24 comments

  • nly 2 days ago ago

    My goto these days (and afaik the state of the art) is boost::unordered_flat_set paired with rapidhash for hashing (since the GNU std::hash functions based on murmurhash are ridiculously slow)

    The cacheline performance is pretty hard to beat (SIMD optimised linear scan before hopping), which is where all the wins come in the real world.

    But basically any of the faster hash maps from absl, boost or folly are going to wreck the standard library in terms of perf

    • lefty2 13 minutes ago ago

      I tried both unordered_flat_map and hopscotch map with the pathfinding algorithm that my game uses. Both were slower than regular unordered_map. unordered_flat_map about 33% slower and hopscotch was 390% slower

    • spacechild1 2 days ago ago

      > with rapidhash for hashing (since the GNU std::hash functions based on murmurhash are ridiculously slow)

      Doesn't boost::unordered_flat_map use boost::hash by default? How does it compare to rapid hash and std::hash?

      • nly a day ago ago

        It's not great.

        Rapidhash is just insanely fast and provides good distribution, with built-in support for mixing.

  • jll29 2 days ago ago

    google::dense_hash_map is faster than this new implementation according to their benchmark's diagram (google::dense_hash_map has the lowest runtime of all tested methods).

  • einpoklum 2 days ago ago

    The principle of "hopscotch hasing" is described, for example, here: https://en.wikipedia.org/wiki/Hopscotch_hashing

    ----

    An point often missed by people who need to/want to do hashing:

    In practice, with your real workloads, you can often make do with actually "giving up" on the hasing of some fraction of the elements, whose buckets, neighborhoods and such are already occupied - and instead put those aside for separate out-of-band handling. hash table implementations such as this one (or std::unordered_map and all the rest), absolutely _must_ succeed in inserting your values - and so must always allow for more collisions, resizing etc.

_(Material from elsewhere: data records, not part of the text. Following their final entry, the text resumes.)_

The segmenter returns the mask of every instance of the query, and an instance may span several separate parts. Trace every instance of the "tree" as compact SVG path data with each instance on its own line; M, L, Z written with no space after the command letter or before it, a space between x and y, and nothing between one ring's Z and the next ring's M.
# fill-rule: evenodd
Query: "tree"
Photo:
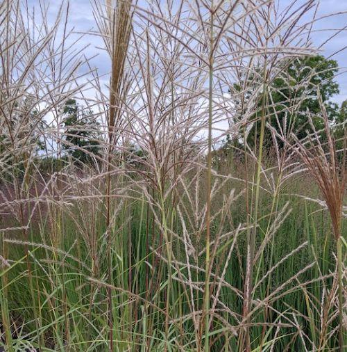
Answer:
M100 153L99 123L91 110L81 109L74 99L67 100L65 115L63 149L77 163L88 163Z
M323 128L323 122L319 118L320 106L318 90L325 104L329 120L335 123L339 118L339 107L330 99L339 93L339 86L335 81L338 65L335 60L328 60L317 55L296 58L268 87L267 115L268 122L278 132L282 129L293 131L299 139L310 132L307 111L314 117L313 123L316 130ZM262 102L259 102L261 111ZM259 118L260 113L257 117ZM257 116L252 116L256 119ZM255 123L247 137L249 145L259 141L260 124ZM273 139L269 129L266 129L264 147L272 146ZM283 143L278 141L282 147Z

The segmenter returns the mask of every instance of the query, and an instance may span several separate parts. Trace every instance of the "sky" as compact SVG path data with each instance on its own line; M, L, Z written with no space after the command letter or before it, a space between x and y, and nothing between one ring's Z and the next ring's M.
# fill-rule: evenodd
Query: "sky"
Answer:
M280 0L280 6L285 8L293 1ZM296 1L298 6L298 4L303 3L305 0ZM320 3L317 17L339 13L338 15L320 20L314 26L314 30L316 31L312 33L312 42L314 47L319 47L334 33L334 29L343 29L347 26L347 0L321 0L320 1L316 0L316 1ZM61 2L57 0L51 0L46 2L49 4L49 18L53 23ZM37 6L39 5L40 0L28 0L28 3L29 6ZM65 3L66 3L67 1L65 1ZM139 0L139 4L142 6L146 6L146 1ZM96 30L90 0L70 1L69 24L78 32L90 32L91 30ZM89 45L85 49L87 56L91 57L96 55L92 60L92 65L96 67L100 74L107 74L110 70L110 60L106 53L100 49L101 45L100 38L91 35L86 35L78 44L81 49L85 45ZM346 45L347 27L325 45L321 54L329 56ZM331 58L337 60L340 67L339 74L337 77L340 93L333 98L333 101L339 104L347 99L347 49L334 55Z

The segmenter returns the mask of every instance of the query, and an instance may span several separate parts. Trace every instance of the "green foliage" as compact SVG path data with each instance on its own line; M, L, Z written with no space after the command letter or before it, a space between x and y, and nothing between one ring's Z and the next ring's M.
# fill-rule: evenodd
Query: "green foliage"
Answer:
M64 107L66 143L63 148L77 163L90 163L100 153L99 123L91 110L80 109L75 99Z
M339 106L330 99L339 93L339 86L335 81L337 71L337 61L328 60L321 55L294 60L268 86L266 122L280 134L285 131L287 137L292 131L301 139L312 131L307 118L309 111L316 129L322 129L323 122L319 118L321 109L317 95L317 87L319 87L329 119L335 123L339 116ZM251 118L256 118L256 115ZM256 140L259 141L259 125L255 123L248 135L247 141L251 147L255 145ZM282 147L280 141L278 143L280 147ZM264 147L269 148L272 145L271 131L266 129Z

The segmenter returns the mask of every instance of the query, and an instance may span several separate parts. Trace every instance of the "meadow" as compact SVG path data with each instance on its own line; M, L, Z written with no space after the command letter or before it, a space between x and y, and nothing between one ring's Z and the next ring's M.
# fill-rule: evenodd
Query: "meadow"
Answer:
M344 351L317 2L95 1L88 33L37 3L0 1L0 347Z

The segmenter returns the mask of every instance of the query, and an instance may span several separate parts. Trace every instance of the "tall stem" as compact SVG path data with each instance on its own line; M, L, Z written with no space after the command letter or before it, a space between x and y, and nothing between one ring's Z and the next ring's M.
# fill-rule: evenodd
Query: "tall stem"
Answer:
M210 351L208 332L210 330L210 238L211 222L211 169L212 169L212 94L213 94L213 26L214 26L214 3L212 0L211 17L210 22L210 60L209 60L209 87L208 87L208 154L207 171L207 200L206 200L206 258L205 258L205 282L203 300L203 318L205 319L205 351Z
M337 239L337 280L339 280L339 351L344 351L344 282L342 280L342 240Z

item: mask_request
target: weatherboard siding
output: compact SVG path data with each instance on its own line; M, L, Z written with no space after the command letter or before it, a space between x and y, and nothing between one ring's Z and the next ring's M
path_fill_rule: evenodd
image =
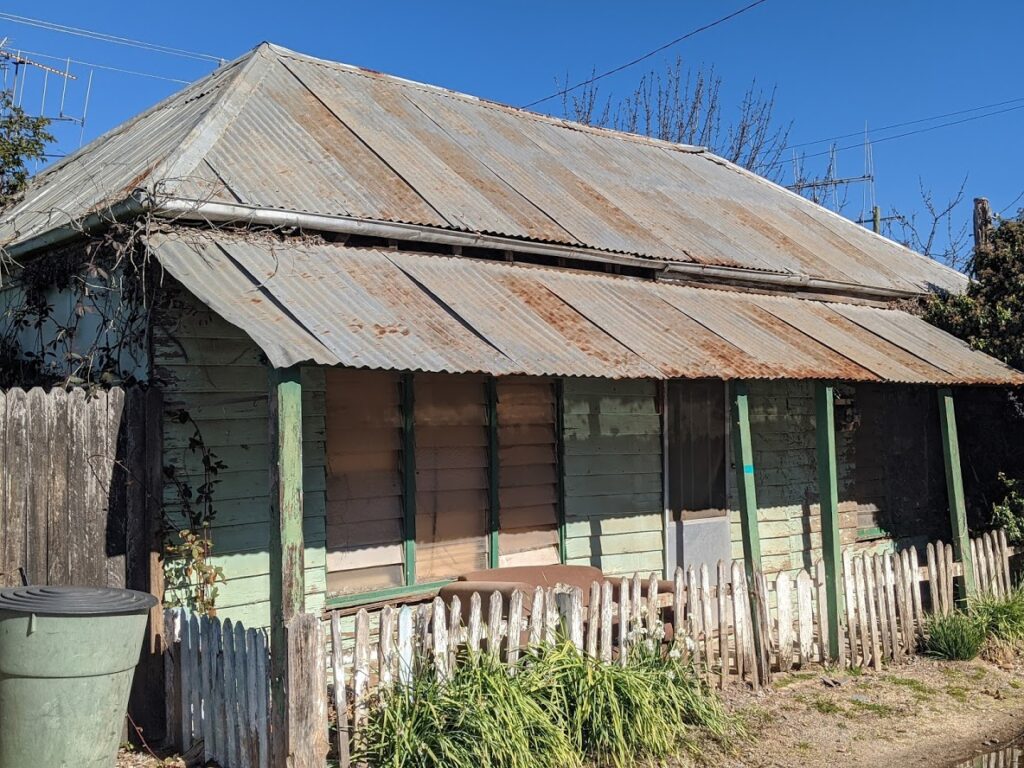
M195 488L203 481L202 458L189 449L195 427L177 418L187 412L207 445L225 468L213 492L212 563L223 568L218 615L246 626L270 618L270 460L267 367L242 331L198 301L173 318L155 324L154 371L162 382L164 464ZM168 323L167 321L172 321ZM302 370L303 532L306 609L323 608L327 589L325 500L325 375ZM169 516L181 513L180 495L165 482Z
M750 408L762 567L766 572L809 567L821 556L814 384L752 381ZM849 432L837 430L836 453L841 538L848 546L857 535L857 504L850 498L855 465ZM741 559L735 469L726 477L732 556Z
M563 386L565 549L609 574L662 572L662 417L652 381Z

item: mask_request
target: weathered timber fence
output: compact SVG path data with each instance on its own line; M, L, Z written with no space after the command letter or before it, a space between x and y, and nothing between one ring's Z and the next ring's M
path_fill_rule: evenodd
M156 389L0 391L0 587L128 587L163 597L156 540L162 480ZM155 608L131 714L163 735Z
M979 591L1007 594L1011 550L1002 531L984 534L972 547ZM961 564L941 542L929 544L926 552L925 565L912 549L845 553L842 664L876 669L900 664L916 650L927 617L953 609ZM347 766L351 739L366 723L376 692L408 684L427 666L444 679L465 658L462 650L493 654L511 669L527 648L558 637L606 664L626 664L634 648L660 644L718 686L737 679L759 687L771 672L828 662L823 564L819 561L813 571L757 578L757 589L750 590L741 562L720 562L714 572L707 566L677 569L671 586L654 574L634 574L595 583L586 595L580 588L556 586L515 591L508 598L500 592L473 594L468 606L456 597L449 603L435 598L419 605L385 605L373 613L360 609L354 625L338 611L321 629L316 617L297 616L288 628L289 713L281 730L289 745L284 754L294 765L324 764L329 682L338 724L333 748L339 764ZM751 592L764 597L752 601ZM767 620L761 623L760 643L766 668L755 657L752 610ZM274 738L266 719L271 710L265 637L230 622L173 615L181 634L168 654L169 675L175 679L168 689L176 691L179 702L176 727L182 746L203 738L206 757L225 768L265 765L259 761L267 754L267 740ZM246 638L242 652L241 636ZM263 639L250 643L250 636Z

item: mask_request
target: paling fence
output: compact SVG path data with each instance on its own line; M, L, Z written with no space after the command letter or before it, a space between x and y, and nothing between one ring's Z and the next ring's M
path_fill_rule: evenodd
M1002 531L982 535L971 547L979 593L1007 594L1012 551ZM942 542L929 544L926 553L924 564L913 549L844 554L842 664L900 664L918 648L927 617L953 609L962 565ZM180 733L185 749L203 740L205 757L225 768L263 768L278 754L295 766L323 766L330 697L338 726L332 746L347 766L352 739L380 690L408 684L424 666L444 679L465 650L513 668L526 649L557 638L607 664L626 664L638 646L660 644L692 662L712 684L733 679L759 687L773 672L826 660L824 570L818 562L812 570L749 580L741 562L720 562L714 569L677 569L670 582L653 574L609 580L586 594L555 586L509 597L474 594L466 605L435 598L360 609L354 622L334 612L327 626L316 616L297 616L287 632L288 700L276 727L263 631L168 611L168 729ZM275 732L285 731L288 746L275 753Z

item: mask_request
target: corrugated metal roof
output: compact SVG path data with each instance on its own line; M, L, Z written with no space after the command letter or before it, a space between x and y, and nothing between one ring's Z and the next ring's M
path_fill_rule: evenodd
M311 239L183 229L148 244L276 367L1024 383L892 309Z
M237 73L237 74L232 74ZM699 150L588 128L262 45L34 182L39 233L132 185L243 204L841 281L964 275ZM83 181L89 182L83 185ZM63 215L63 214L61 214Z

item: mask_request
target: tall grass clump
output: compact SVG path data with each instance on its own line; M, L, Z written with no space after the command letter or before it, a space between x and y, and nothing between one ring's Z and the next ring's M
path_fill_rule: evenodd
M441 682L432 669L381 694L354 745L376 768L579 768L559 723L497 659L461 658Z
M950 662L970 662L986 639L985 625L973 614L956 611L934 616L925 633L925 652Z
M970 609L991 640L1024 647L1024 587L1017 587L1006 597L976 597Z
M625 768L687 743L690 726L728 730L718 699L684 665L651 651L603 664L569 642L535 650L517 675L527 695L561 724L579 754Z

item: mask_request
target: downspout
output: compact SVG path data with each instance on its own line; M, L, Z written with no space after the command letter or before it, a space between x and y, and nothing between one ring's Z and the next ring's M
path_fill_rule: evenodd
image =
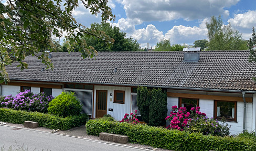
M0 84L0 96L2 96L2 89L3 87L2 86L2 84Z
M243 94L243 132L246 131L246 92L242 92Z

  • stevefan1999 2 days ago ago

    Ah, hopscotch hash, I tried using it on my CSGO cheat literally 10 years ago, for the object reflection (retrospection) system based on compiler type ID and unique hashing scheme with function signature. I merely used it for hopefully getting a performance on the "dependency injection" side of things, until I realized it is actually a service locator pattern and performance won't improve due to this architecture anyway.

    It was 3 years later when I was in college I learned advanced data structures and came into Cuckoo Hashing, then Robinhood hash, and the combination of both Cuckoo and Robinhood hash => Hopscotch hashing

    • AlexeyBelov a day ago ago

      > my CSGO cheat

      Why would you openly admit this?

      • stevefan1999 3 hours ago ago

        I learned C++ because of it, what's so shame about it?

  • mgaunard 2 days ago ago

    How does it compare to boost unordered flat map?

    Looks like the benchmarks were last updated in 2019.

    • compiler-guy 2 days ago ago

      https://tessil.github.io/2016/08/29/benchmark-hopscotch-map....

      Has some older benchmarks, including those two.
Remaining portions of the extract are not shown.